Un uomo su un barile

Naufragio, William Turner

La vita, in fondo tutta quanta, è divaricata tra alcune scelte, consapevoli o meno, che fanno del nostro mondo un luogo molto grande oppure molto piccolo. E’ questa la dialettica eterna tra sicurezza e libertà. Tra l’una o l’altra cosa. Talvolta nessuna delle due, ma mai entrambe.

Il mondo, per come ce lo si rappresenta, o è un luogo estremamente confortante, o un posto dove l’inquietante è sempre dietro l’angolo. Va da sé che i più scelgono la sicurezza. Poiché per andare a fondo delle cose talvolta bisogna affondare, mettere la testa sotto, e mancare nel respiro. Una cosa assai spaventevole, la sola quale consente di vedere tuttavia le cose per quello che sono e non per ciò che piace raccontarsi.

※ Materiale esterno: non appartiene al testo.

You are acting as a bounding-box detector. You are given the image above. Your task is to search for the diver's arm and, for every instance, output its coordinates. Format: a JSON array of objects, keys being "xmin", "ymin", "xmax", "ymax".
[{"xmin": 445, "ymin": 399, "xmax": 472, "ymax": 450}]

A staccarsi dalle certezze, ed entrare nel “tempo verticale”, ovvero sacro, si fa fatica, ed è percorso che si fa sempre in solitaria. Normalmente abbandonando – spesso previo naufragio – le galère dove si remava tutti insieme sì, ma incatenati, per affidare le proprie sorti a natanti di più modeste dimensioni. E solo allora si scopre quanto possa essere sconfinato, maestoso e agghiacciante, l’Oceano. 

Io per conto mio, sono un uomo su un barile.